The two social media leaders attended the hearing virtually — the second in less than a month. The session was chaired by Republican Senator, and pro-Trump stalwart, Lindsey Graham.
Graham was highly critical of the social media giants' handling of content on their platforms in the lead up to the election.
"It seems like you're the ultimate editor," he said, calling the companies out for limiting the distribution of an article from the New York Post which made unsourced allegations about Joe Biden's son, Hunter Biden.
"I think there's Republican and Democratic concern about the power that's being used by social media outlets to tell us what we can see and what we can't, what's true and what's not," the senator said.
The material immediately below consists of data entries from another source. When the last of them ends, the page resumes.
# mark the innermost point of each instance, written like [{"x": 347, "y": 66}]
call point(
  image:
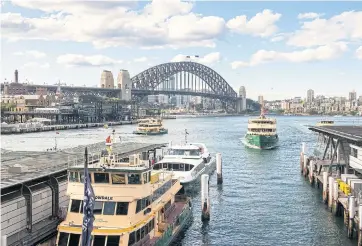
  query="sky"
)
[{"x": 275, "y": 49}]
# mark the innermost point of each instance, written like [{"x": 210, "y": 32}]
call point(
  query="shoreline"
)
[{"x": 17, "y": 129}]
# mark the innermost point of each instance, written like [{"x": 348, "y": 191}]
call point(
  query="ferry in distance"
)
[
  {"x": 150, "y": 126},
  {"x": 133, "y": 204},
  {"x": 262, "y": 132},
  {"x": 187, "y": 161},
  {"x": 325, "y": 123}
]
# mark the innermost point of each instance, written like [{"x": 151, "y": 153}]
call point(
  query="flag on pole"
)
[{"x": 88, "y": 205}]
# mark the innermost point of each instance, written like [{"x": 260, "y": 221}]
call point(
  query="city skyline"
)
[{"x": 262, "y": 46}]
Lawmakers from both sides of the aisle also discussed the option of reducing legal immunity protections for tech companies, albeit for different reasons — Democrats wish to take a tougher stance against hate speech online whereas some Republicans feel a necessity to combat what they see as an anti-conservative bias.
Campaign against misinformation
The two CEOs defended their decisions on what to filter in order to minimize the effects of harmful misinformation.
"We strengthened our enforcement against militias, conspiracy networks, and other groups to help prevent them from using our platform to organize violence or civil unrest in the period after the election," Zuckerberg said.
The Facebook CEO insisted that his company had removed over 150 million pieces of flagged content, and removed false claims about polling stations aimed to stop people from voting.
Dorsey testified that Twitter flagged around 300,000 tweets between October 27 and November 11 on the grounds that they gave misleading information.
Twitter has also flagged several tweets by US President Donald Trump, including one tweet stating: "I won the Election!" with a note saying: "Official sources called this election differently."
Preparations for the Georgia Senate runoff
Lawmakers emphasized the fact that the election was not over and that social media platforms would have to remain vigilant during the upcoming runoff races in Georgia for two Senate seats that will decide which party controls the chamber.
Democratic Senator Richard Blumenthal expressed his concern that the companies would pay less attention to the Georgia vote.
"You have an immense civic and moral responsibility," he told them.
Both CEOs assured the committee that they had programs in place to prevent misinformation aimed at discouraging people from voting in the Georgia race.